The approach offers insights for hardening national delivery networks against power cuts and physical attacks, with applications for disaster response and grid-failure scenarios.
Dreaming big
On 2IPD components, Ukraine posted gains in reliability (82.6→91), reach (31.6→87.9), and resilience (78.1→85.4). Only “relevance” (business-model fit) lags because Ukraine lacks a full postal bank—a service that can serve over 120 million customers for financial access in other countries like India.
Postal banks serve as financial infrastructure for areas that commercial banks consider unprofitable, handling everything from pension payments to small business loans.
For Ukraine, this means potential banking services in rural oblasts and frontline territories where traditional banks have closed or never operated.
The timing presents both opportunities and obstacles. Ukraine’s postal network already delivers pensions to frontline areas and processes growing e-commerce volumes, creating natural banking touchpoints.

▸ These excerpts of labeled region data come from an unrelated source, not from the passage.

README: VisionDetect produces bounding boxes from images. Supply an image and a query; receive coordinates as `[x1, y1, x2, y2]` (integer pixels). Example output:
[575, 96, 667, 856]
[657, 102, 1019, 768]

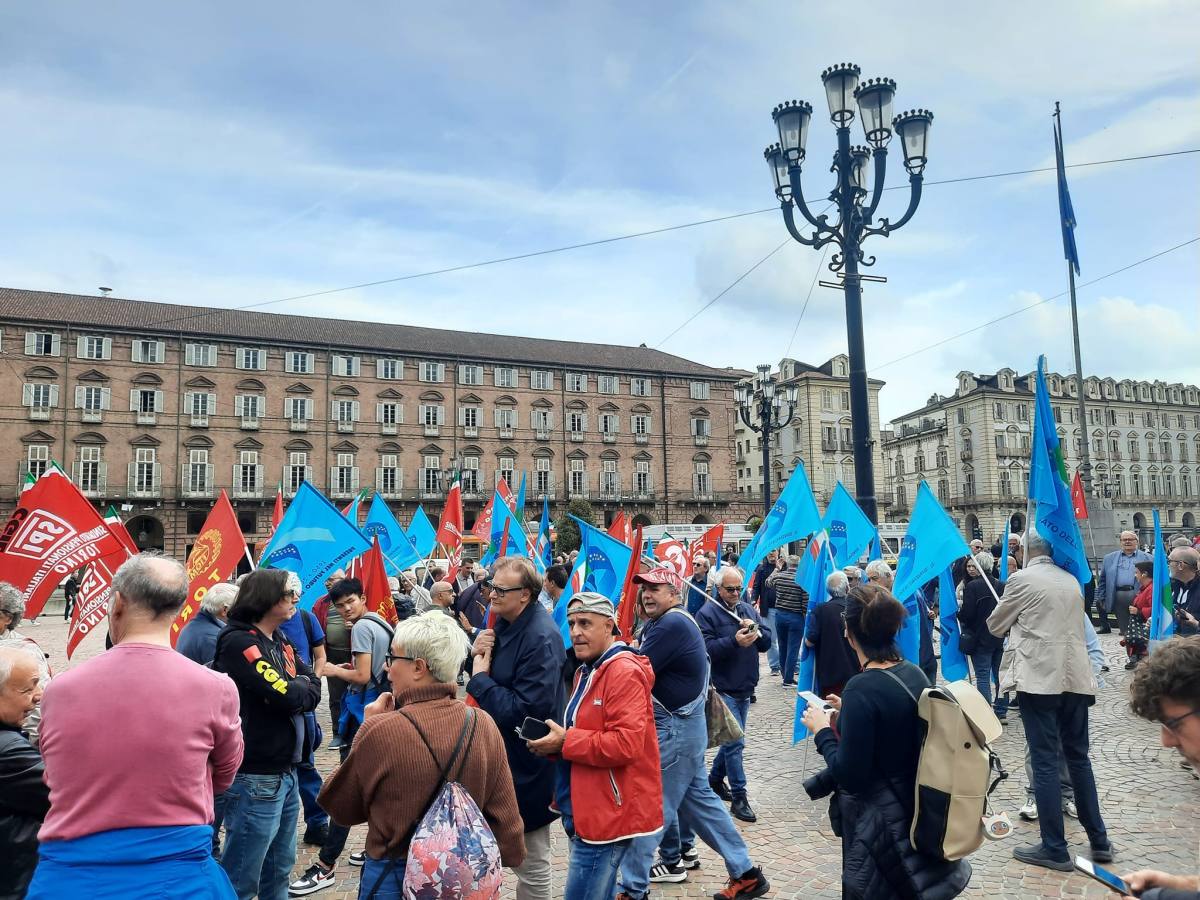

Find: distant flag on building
[1150, 509, 1176, 650]
[1026, 356, 1092, 586]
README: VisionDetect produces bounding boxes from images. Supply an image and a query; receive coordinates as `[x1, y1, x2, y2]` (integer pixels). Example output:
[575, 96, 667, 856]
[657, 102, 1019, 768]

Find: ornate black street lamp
[733, 364, 796, 516]
[763, 62, 934, 522]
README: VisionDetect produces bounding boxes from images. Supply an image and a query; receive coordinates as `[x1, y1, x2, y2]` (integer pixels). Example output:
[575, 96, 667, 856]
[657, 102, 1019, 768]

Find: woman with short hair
[803, 584, 971, 900]
[317, 610, 524, 900]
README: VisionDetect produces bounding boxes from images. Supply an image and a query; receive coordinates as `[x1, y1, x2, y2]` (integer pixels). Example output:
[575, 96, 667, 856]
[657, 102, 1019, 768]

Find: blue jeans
[221, 769, 300, 900]
[1016, 691, 1109, 860]
[708, 694, 750, 796]
[777, 610, 804, 686]
[566, 835, 631, 900]
[762, 606, 779, 672]
[608, 690, 754, 898]
[971, 647, 1008, 714]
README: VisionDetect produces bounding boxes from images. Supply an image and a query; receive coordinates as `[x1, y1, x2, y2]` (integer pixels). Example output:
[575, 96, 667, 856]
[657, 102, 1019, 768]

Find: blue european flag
[554, 516, 634, 647]
[892, 481, 974, 664]
[738, 462, 821, 582]
[260, 481, 371, 610]
[362, 491, 424, 575]
[404, 506, 437, 559]
[1027, 356, 1092, 587]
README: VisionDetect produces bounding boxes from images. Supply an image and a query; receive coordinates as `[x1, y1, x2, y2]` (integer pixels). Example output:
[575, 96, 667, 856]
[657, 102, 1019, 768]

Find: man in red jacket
[529, 590, 662, 900]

However, the National Bank noted in August that Ukrposhta lacks sufficient capital for a banking license. Smelyansky acknowledged that this gap puts Ukraine behind 87 other postal operators who have successfully launched banking services.
Pressure produces diamonds
For future post-war reconstruction, a postal bank could provide crucial financial access to rebuilt communities and support small exporters relying on limited banking options.
The question is whether Ukraine can solve the capitalization challenge while maintaining its current operational achievements during ongoing warfare.
While Europe’s established operators struggled with regulatory changes, Ukraine’s postal service demonstrated how crisis-hardened operations outperform peacetime bureaucracy.
The Dubai recognition documents an approach that combines automation with redundant communications and mobile capacity to maintain services under extreme conditions.
The model suggests that institutions operating under extreme pressure may develop more robust capabilities than those in stable environments.